Before our invention IBM® has created through the work of many highly talented engineers beginning with machines known as the IBM System 360 in the 1960s to the present, a special architecture which, because of its essential nature to a computing system, became known as “the mainframe” whose principles of operation state the architecture of the machine by describing the instructions which may be executed upon the “mainframe” implementation of the instructions which had been invented by IBM inventors and adopted, because of their significant contribution to improving the state of the computing machine represented by “the mainframe”, as significant contributions by inclusion in IBM's Principles of Operation as stated over the years. The First Edition of the z/Architecture® Principles of Operation which was published December, 2000 has become the standard published reference as SA22-7832-00. The first machine to implement both binary floating point BFP and hexadecimal floating point HFP architectures in hardware providing a floating point unit was the 1998 IBM S/390 G5 Processor.
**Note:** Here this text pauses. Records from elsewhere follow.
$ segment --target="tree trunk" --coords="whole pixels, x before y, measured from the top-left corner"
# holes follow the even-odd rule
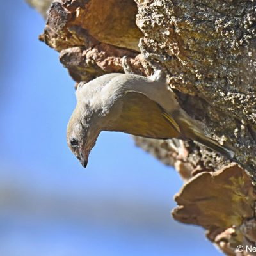
[[[149,76],[143,56],[154,54],[183,109],[236,148],[240,166],[193,141],[135,140],[184,179],[173,217],[204,227],[230,255],[253,255],[236,248],[256,242],[255,28],[253,0],[63,0],[40,36],[77,82],[123,72],[124,56]]]

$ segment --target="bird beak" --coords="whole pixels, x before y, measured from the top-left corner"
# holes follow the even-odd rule
[[[88,156],[84,156],[80,150],[80,163],[83,167],[86,168],[88,163]]]

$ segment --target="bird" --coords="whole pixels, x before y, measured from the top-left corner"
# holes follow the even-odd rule
[[[67,144],[84,168],[101,131],[154,139],[191,140],[233,159],[234,150],[204,134],[178,103],[165,72],[149,77],[111,73],[80,82],[67,125]]]

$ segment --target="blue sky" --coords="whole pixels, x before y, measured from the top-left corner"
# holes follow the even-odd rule
[[[182,182],[129,135],[102,132],[81,166],[65,140],[74,82],[38,40],[43,19],[22,1],[1,8],[0,184],[15,199],[0,200],[1,255],[220,255],[171,218]]]

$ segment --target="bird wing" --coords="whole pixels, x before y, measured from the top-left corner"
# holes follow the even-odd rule
[[[180,136],[179,125],[172,116],[144,94],[129,91],[120,100],[122,106],[114,104],[112,108],[122,108],[122,111],[106,131],[157,139]]]

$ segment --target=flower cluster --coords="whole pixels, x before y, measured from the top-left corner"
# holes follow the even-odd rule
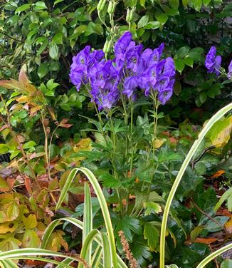
[[[161,58],[164,48],[143,51],[127,31],[116,42],[115,58],[106,61],[102,51],[91,51],[89,46],[73,58],[70,78],[79,90],[88,87],[92,101],[99,110],[110,109],[125,94],[132,100],[139,89],[146,96],[153,93],[165,104],[173,93],[175,67],[172,58]]]
[[[215,46],[212,46],[206,57],[205,66],[210,73],[216,73],[216,76],[219,76],[221,71],[221,56],[216,56],[216,48]],[[232,78],[232,61],[228,66],[228,71],[227,73],[228,79]]]

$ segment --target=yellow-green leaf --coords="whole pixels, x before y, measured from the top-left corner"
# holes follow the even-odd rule
[[[28,217],[23,216],[23,222],[26,229],[33,229],[37,226],[36,216],[33,214],[31,214]]]
[[[229,140],[232,131],[232,115],[217,121],[206,135],[213,145],[224,146]]]
[[[23,238],[23,247],[39,247],[41,240],[36,232],[32,230],[27,230]]]
[[[11,203],[7,208],[6,212],[8,220],[12,221],[16,220],[19,215],[19,207],[16,202]]]

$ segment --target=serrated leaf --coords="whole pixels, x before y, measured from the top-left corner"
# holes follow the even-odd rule
[[[9,221],[16,220],[19,215],[19,207],[16,202],[12,202],[7,208],[6,215]]]
[[[115,233],[123,231],[127,240],[132,242],[132,233],[141,234],[141,225],[139,220],[132,217],[125,216],[120,220],[115,230]]]
[[[147,244],[150,250],[157,250],[159,240],[159,232],[152,222],[146,222],[144,224],[144,237],[147,239]]]
[[[145,216],[149,215],[152,213],[157,214],[162,212],[161,206],[154,202],[146,202],[144,203],[144,207],[145,209]]]
[[[24,4],[23,5],[18,7],[18,9],[16,9],[15,12],[19,14],[21,12],[25,11],[26,10],[29,9],[30,7],[31,7],[31,4]]]
[[[225,259],[223,261],[220,268],[232,268],[232,259]]]
[[[149,21],[149,16],[144,15],[139,19],[138,22],[137,27],[138,29],[143,28]]]
[[[33,229],[37,226],[36,216],[33,214],[30,214],[28,217],[23,216],[23,222],[26,229]]]
[[[109,173],[104,173],[99,177],[102,184],[105,187],[109,188],[115,188],[121,185],[121,182],[116,180],[116,178]]]
[[[35,231],[27,230],[24,233],[22,242],[23,247],[38,248],[41,241]]]
[[[217,121],[206,135],[216,148],[224,146],[229,140],[232,131],[232,115]]]
[[[55,42],[51,42],[49,45],[49,56],[51,58],[57,59],[58,56],[58,47]]]
[[[181,73],[184,68],[184,61],[182,58],[176,58],[174,60],[176,69]]]
[[[186,65],[187,65],[188,66],[190,66],[191,68],[193,68],[193,66],[194,66],[194,60],[189,57],[189,56],[186,56],[184,58],[184,63]]]
[[[41,9],[46,9],[48,8],[44,2],[43,2],[42,1],[38,1],[38,2],[35,4],[34,9],[36,10],[41,10]]]

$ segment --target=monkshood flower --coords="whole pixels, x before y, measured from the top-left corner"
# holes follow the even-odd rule
[[[232,78],[232,60],[228,67],[227,77],[228,77],[228,79]]]
[[[92,101],[98,106],[98,110],[110,109],[117,103],[120,96],[118,72],[109,60],[94,63],[89,72]]]
[[[90,46],[87,46],[77,56],[73,58],[69,76],[78,91],[79,91],[82,83],[85,84],[88,83],[88,71],[92,66],[100,61],[105,56],[102,51],[91,52],[90,49]]]
[[[212,46],[206,57],[205,66],[210,73],[215,73],[217,76],[220,74],[221,63],[221,56],[216,56],[216,48]]]
[[[110,109],[122,93],[135,101],[139,90],[146,96],[156,92],[165,104],[173,92],[175,68],[172,58],[162,58],[164,44],[143,51],[142,44],[125,32],[115,45],[115,58],[106,61],[102,51],[87,46],[73,58],[70,78],[77,90],[87,86],[91,100],[98,110]]]

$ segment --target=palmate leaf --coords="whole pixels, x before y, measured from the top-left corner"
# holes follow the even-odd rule
[[[123,231],[125,236],[129,242],[132,242],[132,233],[141,234],[142,228],[139,220],[129,216],[125,216],[117,223],[115,230],[115,237],[119,231]]]
[[[144,224],[144,237],[145,239],[147,239],[147,244],[151,251],[158,249],[159,232],[152,222],[146,222]]]
[[[218,210],[226,200],[227,200],[228,210],[232,211],[232,188],[228,189],[222,195],[219,201],[216,203],[214,210]]]
[[[174,199],[176,190],[179,183],[181,181],[183,175],[187,168],[189,162],[192,159],[193,156],[194,155],[195,153],[197,150],[197,148],[200,145],[201,141],[207,134],[207,133],[210,130],[212,126],[214,125],[216,122],[219,120],[226,113],[230,111],[232,109],[232,103],[227,105],[226,106],[221,108],[218,112],[217,112],[206,123],[206,125],[204,127],[202,130],[199,135],[199,138],[194,142],[193,145],[191,146],[190,150],[189,151],[187,155],[186,156],[183,164],[178,172],[178,175],[176,177],[176,180],[172,185],[170,193],[168,196],[164,215],[163,220],[162,223],[162,228],[161,228],[161,234],[160,234],[160,255],[159,255],[159,267],[160,268],[164,268],[165,267],[165,238],[166,238],[166,232],[167,232],[167,220],[169,214],[169,210],[171,208],[172,202]],[[232,247],[232,245],[231,245]],[[199,266],[198,268],[202,268],[202,266]]]
[[[45,248],[46,247],[46,245],[48,244],[48,241],[49,239],[49,237],[51,235],[51,234],[53,233],[54,229],[57,226],[60,225],[62,223],[62,222],[63,222],[63,221],[66,222],[71,223],[71,224],[74,225],[75,226],[76,226],[77,227],[78,227],[81,230],[83,229],[83,222],[82,222],[80,220],[77,220],[77,219],[74,219],[74,218],[72,218],[72,217],[65,217],[65,218],[55,220],[48,225],[47,228],[46,229],[46,230],[44,232],[44,234],[43,234],[43,238],[42,238],[42,244],[41,244],[42,248]],[[96,234],[94,239],[99,245],[102,247],[102,241],[101,241],[102,238],[101,238],[99,233],[97,233]],[[122,259],[117,254],[117,262],[118,262],[119,268],[127,268],[126,264],[124,263],[124,262],[122,260]]]

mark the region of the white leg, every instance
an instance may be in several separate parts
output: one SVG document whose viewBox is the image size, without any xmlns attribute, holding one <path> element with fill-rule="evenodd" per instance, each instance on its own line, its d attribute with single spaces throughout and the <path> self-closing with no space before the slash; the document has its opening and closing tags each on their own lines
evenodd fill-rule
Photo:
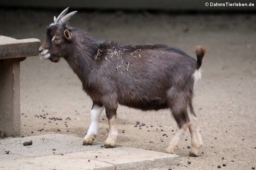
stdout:
<svg viewBox="0 0 256 170">
<path fill-rule="evenodd" d="M 104 106 L 94 103 L 93 105 L 91 110 L 91 124 L 83 141 L 83 145 L 91 145 L 96 137 L 98 134 L 98 123 L 104 108 Z"/>
<path fill-rule="evenodd" d="M 199 133 L 197 118 L 191 114 L 189 108 L 188 109 L 188 113 L 190 120 L 188 128 L 190 132 L 192 145 L 191 149 L 189 152 L 189 156 L 197 157 L 199 154 L 199 148 L 202 146 L 203 142 L 201 135 Z"/>
<path fill-rule="evenodd" d="M 182 141 L 187 128 L 188 123 L 185 123 L 181 128 L 177 130 L 177 133 L 171 140 L 169 146 L 165 149 L 165 153 L 175 154 L 176 150 L 179 147 L 179 144 Z"/>
<path fill-rule="evenodd" d="M 113 148 L 115 147 L 116 141 L 117 138 L 118 132 L 116 127 L 116 116 L 113 116 L 108 120 L 109 125 L 109 133 L 108 137 L 104 143 L 106 148 Z"/>
</svg>

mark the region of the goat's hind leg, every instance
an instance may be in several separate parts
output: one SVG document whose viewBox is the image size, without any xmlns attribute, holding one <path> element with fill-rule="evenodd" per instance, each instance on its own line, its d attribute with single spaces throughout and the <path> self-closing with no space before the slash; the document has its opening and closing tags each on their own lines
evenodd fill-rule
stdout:
<svg viewBox="0 0 256 170">
<path fill-rule="evenodd" d="M 186 107 L 181 107 L 177 105 L 172 108 L 172 114 L 177 123 L 178 129 L 176 133 L 171 140 L 169 146 L 165 152 L 175 154 L 179 144 L 182 141 L 189 123 L 189 119 Z"/>
<path fill-rule="evenodd" d="M 83 141 L 83 145 L 90 145 L 98 134 L 98 123 L 104 106 L 93 102 L 91 110 L 91 124 Z"/>
<path fill-rule="evenodd" d="M 108 119 L 109 132 L 108 137 L 104 143 L 105 148 L 111 148 L 115 147 L 117 138 L 118 132 L 116 127 L 116 107 L 105 107 L 106 113 Z"/>
<path fill-rule="evenodd" d="M 188 113 L 190 119 L 188 128 L 190 132 L 192 145 L 191 149 L 189 152 L 189 156 L 197 157 L 199 155 L 199 148 L 202 146 L 203 142 L 199 133 L 197 118 L 196 117 L 191 103 L 188 108 Z"/>
</svg>

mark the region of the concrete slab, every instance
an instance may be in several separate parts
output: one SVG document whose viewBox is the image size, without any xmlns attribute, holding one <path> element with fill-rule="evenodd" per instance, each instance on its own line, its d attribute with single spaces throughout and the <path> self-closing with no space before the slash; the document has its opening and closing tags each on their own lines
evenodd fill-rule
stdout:
<svg viewBox="0 0 256 170">
<path fill-rule="evenodd" d="M 114 170 L 115 165 L 96 160 L 66 155 L 48 155 L 0 161 L 0 169 Z"/>
<path fill-rule="evenodd" d="M 23 143 L 32 140 L 30 146 L 23 146 Z M 0 140 L 0 160 L 9 160 L 27 157 L 58 155 L 81 151 L 103 149 L 100 143 L 91 146 L 83 146 L 83 139 L 71 136 L 52 134 L 26 137 L 7 138 Z M 53 151 L 53 149 L 56 150 Z M 5 154 L 4 150 L 9 150 Z M 55 153 L 53 153 L 55 152 Z M 0 152 L 1 153 L 1 152 Z"/>
<path fill-rule="evenodd" d="M 107 162 L 115 165 L 116 169 L 131 170 L 157 168 L 168 165 L 177 165 L 179 163 L 179 156 L 176 155 L 122 147 L 74 153 L 66 155 Z"/>
<path fill-rule="evenodd" d="M 32 145 L 23 146 L 31 140 Z M 83 146 L 82 141 L 58 134 L 0 140 L 0 169 L 135 170 L 179 163 L 177 155 L 126 147 L 105 149 L 100 142 Z"/>
</svg>

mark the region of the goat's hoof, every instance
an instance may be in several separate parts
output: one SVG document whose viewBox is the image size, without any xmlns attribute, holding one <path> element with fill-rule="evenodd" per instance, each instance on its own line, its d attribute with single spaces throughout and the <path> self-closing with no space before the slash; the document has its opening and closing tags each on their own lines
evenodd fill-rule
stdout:
<svg viewBox="0 0 256 170">
<path fill-rule="evenodd" d="M 86 136 L 83 140 L 83 145 L 91 145 L 95 139 L 93 135 Z"/>
<path fill-rule="evenodd" d="M 105 148 L 113 148 L 114 147 L 115 147 L 115 145 L 112 146 L 112 145 L 106 145 L 106 144 L 104 144 L 104 147 Z"/>
<path fill-rule="evenodd" d="M 189 156 L 192 157 L 197 157 L 199 155 L 198 150 L 195 148 L 192 148 L 191 150 L 189 151 Z"/>
<path fill-rule="evenodd" d="M 110 136 L 104 143 L 104 147 L 105 148 L 112 148 L 115 147 L 115 144 L 116 140 L 116 136 Z"/>
<path fill-rule="evenodd" d="M 167 153 L 170 153 L 171 154 L 173 154 L 175 155 L 175 151 L 174 149 L 172 148 L 168 147 L 164 151 L 164 152 Z"/>
</svg>

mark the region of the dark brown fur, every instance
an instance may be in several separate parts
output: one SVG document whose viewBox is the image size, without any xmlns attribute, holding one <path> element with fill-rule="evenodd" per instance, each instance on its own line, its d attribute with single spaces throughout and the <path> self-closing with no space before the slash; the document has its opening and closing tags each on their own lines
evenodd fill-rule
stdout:
<svg viewBox="0 0 256 170">
<path fill-rule="evenodd" d="M 63 34 L 67 29 L 70 40 Z M 197 61 L 165 45 L 98 41 L 65 25 L 52 26 L 47 33 L 41 48 L 49 50 L 49 59 L 67 61 L 94 103 L 104 105 L 108 118 L 116 115 L 118 103 L 143 110 L 169 108 L 180 128 L 189 120 L 189 105 L 195 114 L 192 75 L 201 66 L 205 48 L 196 48 Z M 54 35 L 58 39 L 51 42 Z"/>
</svg>

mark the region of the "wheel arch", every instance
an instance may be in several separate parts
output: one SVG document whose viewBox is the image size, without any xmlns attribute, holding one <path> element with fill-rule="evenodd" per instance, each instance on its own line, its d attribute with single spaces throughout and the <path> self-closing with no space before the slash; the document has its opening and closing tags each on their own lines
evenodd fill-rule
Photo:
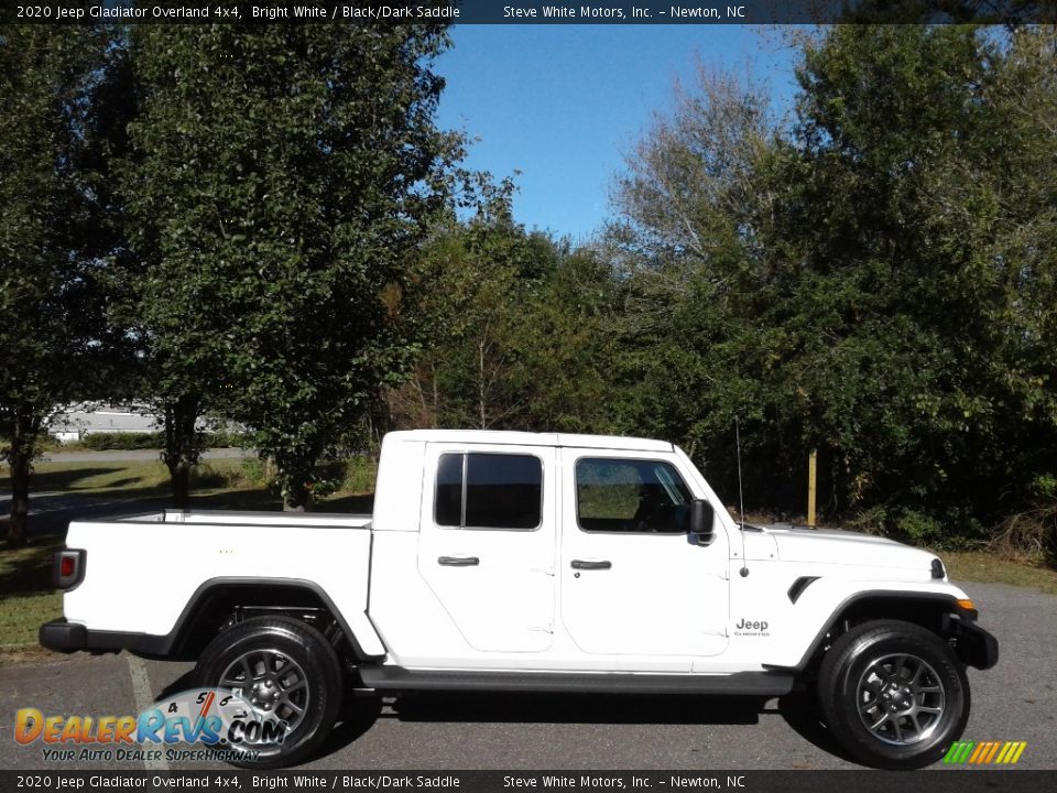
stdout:
<svg viewBox="0 0 1057 793">
<path fill-rule="evenodd" d="M 313 624 L 313 620 L 307 619 L 307 615 L 318 615 L 333 620 L 341 631 L 348 641 L 349 661 L 378 661 L 384 658 L 384 651 L 374 652 L 375 647 L 381 647 L 377 633 L 363 637 L 366 641 L 361 642 L 334 600 L 315 582 L 257 577 L 218 577 L 204 582 L 188 598 L 156 654 L 170 659 L 196 659 L 205 645 L 229 623 L 230 616 L 240 609 L 295 616 L 308 624 Z M 363 619 L 367 620 L 366 615 Z M 369 622 L 368 626 L 373 632 L 373 627 Z M 367 642 L 375 647 L 364 648 Z"/>
<path fill-rule="evenodd" d="M 829 645 L 849 628 L 883 619 L 911 622 L 944 640 L 954 638 L 958 640 L 956 641 L 956 652 L 965 663 L 987 669 L 993 665 L 993 662 L 988 663 L 978 658 L 978 653 L 963 648 L 960 641 L 962 634 L 969 630 L 983 632 L 971 624 L 974 615 L 969 615 L 962 609 L 958 605 L 957 598 L 949 593 L 893 589 L 854 593 L 844 598 L 822 623 L 799 661 L 792 669 L 797 674 L 810 674 L 817 670 Z M 769 664 L 764 664 L 764 666 L 788 669 Z"/>
</svg>

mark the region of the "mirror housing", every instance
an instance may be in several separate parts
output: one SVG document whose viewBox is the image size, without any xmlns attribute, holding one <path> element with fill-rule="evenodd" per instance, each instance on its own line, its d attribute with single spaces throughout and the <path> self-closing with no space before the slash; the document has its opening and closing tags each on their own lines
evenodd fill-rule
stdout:
<svg viewBox="0 0 1057 793">
<path fill-rule="evenodd" d="M 690 534 L 697 535 L 702 545 L 712 541 L 716 524 L 716 510 L 705 499 L 690 501 Z"/>
</svg>

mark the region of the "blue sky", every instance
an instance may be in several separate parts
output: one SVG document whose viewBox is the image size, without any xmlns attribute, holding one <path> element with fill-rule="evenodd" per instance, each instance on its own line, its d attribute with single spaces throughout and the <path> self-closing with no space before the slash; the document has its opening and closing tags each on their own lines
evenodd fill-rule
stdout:
<svg viewBox="0 0 1057 793">
<path fill-rule="evenodd" d="M 521 171 L 515 218 L 586 240 L 609 216 L 624 155 L 691 86 L 698 58 L 749 75 L 777 106 L 794 56 L 773 29 L 731 25 L 457 25 L 436 62 L 447 79 L 438 121 L 473 139 L 467 165 Z"/>
</svg>

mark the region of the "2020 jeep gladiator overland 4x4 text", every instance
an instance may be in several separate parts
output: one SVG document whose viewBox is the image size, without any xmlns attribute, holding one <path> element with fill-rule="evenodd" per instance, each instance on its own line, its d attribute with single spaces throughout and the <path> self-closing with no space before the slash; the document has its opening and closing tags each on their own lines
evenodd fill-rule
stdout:
<svg viewBox="0 0 1057 793">
<path fill-rule="evenodd" d="M 389 434 L 370 515 L 74 522 L 41 643 L 197 660 L 306 758 L 348 686 L 817 692 L 857 760 L 916 768 L 969 716 L 998 644 L 940 560 L 848 532 L 740 525 L 677 447 L 587 435 Z M 130 595 L 134 593 L 134 595 Z"/>
</svg>

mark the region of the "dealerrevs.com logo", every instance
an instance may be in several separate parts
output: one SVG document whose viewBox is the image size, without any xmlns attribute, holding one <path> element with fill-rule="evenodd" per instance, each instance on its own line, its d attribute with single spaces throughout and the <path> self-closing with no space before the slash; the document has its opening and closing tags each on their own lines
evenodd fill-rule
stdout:
<svg viewBox="0 0 1057 793">
<path fill-rule="evenodd" d="M 283 742 L 287 723 L 238 694 L 195 688 L 155 703 L 137 716 L 45 715 L 21 708 L 14 740 L 39 743 L 45 760 L 252 761 Z M 176 748 L 192 745 L 192 748 Z"/>
</svg>

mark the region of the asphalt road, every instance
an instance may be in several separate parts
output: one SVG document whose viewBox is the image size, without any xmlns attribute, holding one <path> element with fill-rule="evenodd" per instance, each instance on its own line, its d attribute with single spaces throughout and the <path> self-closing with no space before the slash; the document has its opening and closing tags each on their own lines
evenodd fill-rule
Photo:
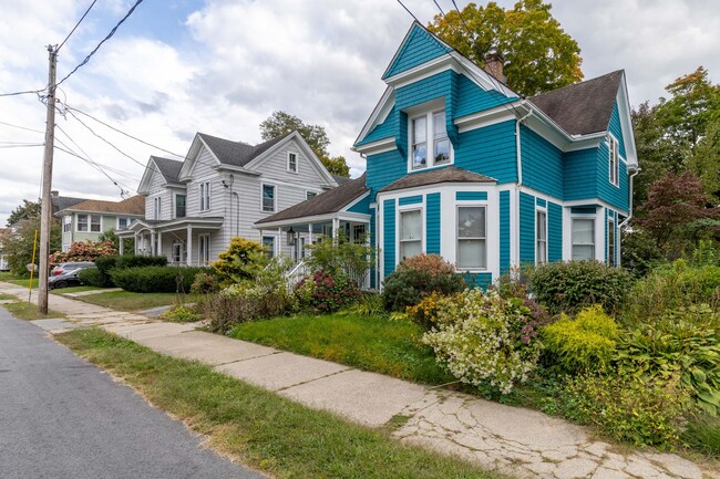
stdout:
<svg viewBox="0 0 720 479">
<path fill-rule="evenodd" d="M 0 478 L 261 478 L 0 306 Z"/>
</svg>

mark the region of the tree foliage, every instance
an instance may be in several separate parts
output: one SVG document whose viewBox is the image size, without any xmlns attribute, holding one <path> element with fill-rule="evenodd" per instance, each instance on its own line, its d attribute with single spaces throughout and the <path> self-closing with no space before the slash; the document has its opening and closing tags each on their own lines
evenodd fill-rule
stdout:
<svg viewBox="0 0 720 479">
<path fill-rule="evenodd" d="M 22 205 L 19 205 L 16 209 L 12 210 L 8 217 L 8 226 L 14 225 L 25 219 L 32 219 L 40 216 L 41 204 L 38 201 L 29 201 L 27 199 L 22 200 Z"/>
<path fill-rule="evenodd" d="M 298 132 L 302 136 L 330 174 L 346 177 L 350 176 L 350 168 L 344 157 L 330 157 L 330 153 L 328 152 L 330 138 L 328 138 L 325 127 L 309 125 L 299 117 L 281 111 L 272 112 L 270 116 L 260 123 L 260 136 L 266 142 L 278 136 L 287 135 L 290 132 Z"/>
<path fill-rule="evenodd" d="M 583 79 L 580 48 L 542 0 L 520 0 L 512 10 L 473 2 L 436 15 L 429 30 L 479 65 L 491 46 L 505 59 L 507 85 L 532 96 Z M 465 27 L 466 25 L 466 27 Z"/>
</svg>

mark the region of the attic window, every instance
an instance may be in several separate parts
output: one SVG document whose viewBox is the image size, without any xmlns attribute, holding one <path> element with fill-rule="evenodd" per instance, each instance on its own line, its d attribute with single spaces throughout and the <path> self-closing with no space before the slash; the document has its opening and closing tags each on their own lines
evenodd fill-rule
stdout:
<svg viewBox="0 0 720 479">
<path fill-rule="evenodd" d="M 423 169 L 452 163 L 452 146 L 448 138 L 445 111 L 415 116 L 410 122 L 411 168 Z"/>
<path fill-rule="evenodd" d="M 619 147 L 618 142 L 615 136 L 608 136 L 608 149 L 609 149 L 609 179 L 610 184 L 619 186 L 620 181 L 620 162 L 619 162 Z"/>
</svg>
A hexadecimal dataflow is used which requires binary operands to be converted to hexadecimal operands before they are operated on. The HFP instructions are capable of performing one add or one multiply per cycle with a latency of about 3 cycles. The BFP instructions can only be pipelined one instruction every other cycle and the latency is 5 or 6 cycles due to the extra conversion cycles and rounding cycle.
We determined that further new hexadecimal floating point instructions would assist the art and could be included in a z/Architecture machine and also emulated by others in simpler machines, as described herein. Improvements have been made to the Floating Point Unit itself.